Ow. The big bad momma bitch of bitch slaps.

"You complete fucking idiot!" God, when did she start to sound like a harpy? Less than an hour ago it was all cooing and "Oh, you're so sweet!" and nonsense like that. Now it's lots of ear-piercingly loud screeching and a good deal of "Fuck you!"

She storms off, taking our rental car and leaving my stranded on the beach. Yay. This brings me back to where I started this little story:

The world's gonna end in less than twenty-four hours, and I want to get laid.

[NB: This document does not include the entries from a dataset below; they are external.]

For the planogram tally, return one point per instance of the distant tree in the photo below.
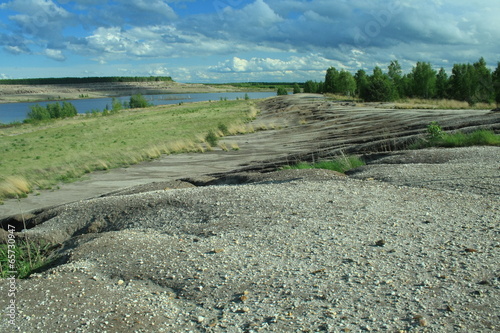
(38, 113)
(282, 91)
(395, 73)
(483, 81)
(442, 84)
(346, 84)
(361, 83)
(331, 78)
(138, 101)
(424, 80)
(496, 84)
(116, 105)
(462, 82)
(380, 87)
(296, 88)
(54, 110)
(320, 88)
(68, 110)
(310, 87)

Of course, seeing how my day's gone so far, that's not gonna happen. I sigh, pause, sigh again just for good measure, then start trudging down the beach.

It starts raining and I wish I hadn't left my shoes in the car. Thank you, my dear -- wait, what the hell was her name? Eh, like it matters now. She's gonna be nonexistent in less than a day.

So will I.

Man, that really, really sucks. Sucks rubber ducky eggs, as my little niece is fond of saying. I'd usually go with the tried and true 'Sucks big, hairy donkey balls,' but that's just me.

I wander down the beach a little further, but my heart's just not in it anymore. s

Then, out of the blue, I start hearing that crazy humming that I've only heard from the angels -- well, and this one crazy bum, but I'm pretty sure he was actually *humming*.

I look up, and see a glowing white shape coming down at me really fast. My only thought is, 'Wow, they hated me enough to kill me early.'

Gah. Bloody mornings. I'm tired, my grandfather is holding a lengthy conversation with THE CAT, and I get to work with my SMC (stupid male co-worker). That and I've got some sort of ad-ware on this comp and pop-ups are multiplying faster than a hydra getting it's heads hacked off.


Coffee. If I get coffee, everything will be better.